Sazz approached me this evening with an interesting little challenge. She volunteers with a group called WIRE and has been charged with gathering a list of all GPs in rural Victoria in order to distribute information. Fortunately this information is available from the government's Human Services Directory search page, but the prospect of manually entering each suburb/town in Victoria and copying across the results was, clearly, less than thrilling.
To the rescue comes a really neat piece of Python technology named Mechanize.
The result was a 96 line script (including docstrings and proper comments!) that was able to query the website, parse the output, and spit out a list of 1290 GP clinics in the state, along with addresses and contact details. I've uploaded it if anyone is interested in seeing the Mechanize API in action: gp_lister.py.
Kudos to the Mechanize developers (developer?) for providing exellent docstrings on all the Python modules, making working with the API pretty much painless. My only complaint would be that the API docs should also be online to save having to read them from within the Python interpreter.

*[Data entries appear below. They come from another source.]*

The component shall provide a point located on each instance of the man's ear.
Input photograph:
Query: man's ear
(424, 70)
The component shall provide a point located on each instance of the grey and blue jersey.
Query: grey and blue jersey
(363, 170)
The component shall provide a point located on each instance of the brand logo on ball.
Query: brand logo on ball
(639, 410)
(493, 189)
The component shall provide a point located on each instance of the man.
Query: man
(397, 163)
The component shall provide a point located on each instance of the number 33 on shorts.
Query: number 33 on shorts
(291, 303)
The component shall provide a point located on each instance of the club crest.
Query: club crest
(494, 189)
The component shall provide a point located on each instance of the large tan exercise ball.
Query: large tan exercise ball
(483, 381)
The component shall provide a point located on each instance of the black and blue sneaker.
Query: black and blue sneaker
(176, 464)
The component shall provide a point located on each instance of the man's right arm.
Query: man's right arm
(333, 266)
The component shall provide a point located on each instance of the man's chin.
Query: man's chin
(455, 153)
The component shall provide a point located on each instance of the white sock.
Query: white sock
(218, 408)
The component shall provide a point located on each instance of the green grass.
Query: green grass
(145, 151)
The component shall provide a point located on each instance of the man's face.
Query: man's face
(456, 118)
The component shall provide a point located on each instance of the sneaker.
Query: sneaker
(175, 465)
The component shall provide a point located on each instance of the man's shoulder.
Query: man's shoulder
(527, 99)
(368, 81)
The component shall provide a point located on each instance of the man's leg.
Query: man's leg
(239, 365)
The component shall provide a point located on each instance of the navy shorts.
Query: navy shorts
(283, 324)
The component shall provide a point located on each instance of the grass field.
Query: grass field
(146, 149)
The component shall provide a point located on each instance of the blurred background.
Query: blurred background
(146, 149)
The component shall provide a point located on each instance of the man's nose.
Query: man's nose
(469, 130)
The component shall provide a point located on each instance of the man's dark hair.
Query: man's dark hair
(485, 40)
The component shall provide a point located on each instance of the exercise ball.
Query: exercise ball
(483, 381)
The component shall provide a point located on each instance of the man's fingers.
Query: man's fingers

I understand that this library was inspired by a Perl library of similar name, so I'm not going to proclaim Python the ultimate platform for web-scraping technology. As much as I'd like to. But if you dont feel like wrapping your head around the $< /!@/< of Perl to get something like this done, I can heartily recommend Python and Mechanize.
Update [01/05/05, 0200]: Fixed some very obviously broken doubling-up of content. Remember kids, dont blog in your sleep.